Contract For Research Into Cleaner, More Fuel-Efficient Airliners

NASA has awarded a third contract for studies designed to identify advanced concepts for airliners that could enter service in 2025, fly with less noise, cleaner exhaust and lower fuel consumption. NASA refers to technology that is two generations more advanced than what is on aircraft in service today as N+2.


File Image

A team led by The Boeing Company of Huntington Beach, CA, was selected for a contract worth $5.29 million. The contract has a performance period of one year beginning this month. As part of the same research effort, NASA previously awarded contracts worth $2.99 million and $2.65 million to teams led by Lockheed Martin in Palmdale, CA, and Northrop Grumman in El Segundo, CA.

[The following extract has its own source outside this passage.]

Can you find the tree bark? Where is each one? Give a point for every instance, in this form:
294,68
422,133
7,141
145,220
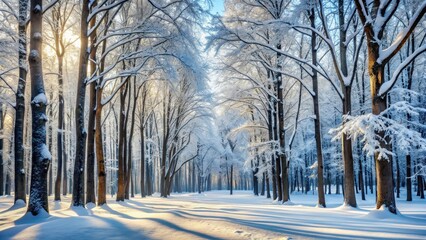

A key objective of the N+2 research is to ensure the technological elements proposed for meeting NASA's noise, emissions and fuel burn reduction goals can be integrated on a single aircraft that could operate safely within a modernized air traffic management system. The research contracts will identify innovations that will provide the necessary technologies to industry for development and flight demonstrations to support entry into service in the 2025 time frame. The Boeing team will define a preferred system concept for an aircraft that can achieve speeds up to 85 percent of the speed of sound, cover a range of nearly 7,000 miles and carry between 50,000 and 100,000 pounds of payload, either passengers or cargo.

NASA's Environmentally Responsible Aviation Project sponsors the studies. The project is part of the Integrated Systems Research Program managed by the agency's Aeronautics Research Mission Directorate in Washington. The project is working to develop technology that would enable future aircraft to burn 50 percent less fuel than today's most efficient models, with 50 percent fewer harmful emissions; and to shrink the size of geographic areas affected by objectionable airport noise by 83 percent.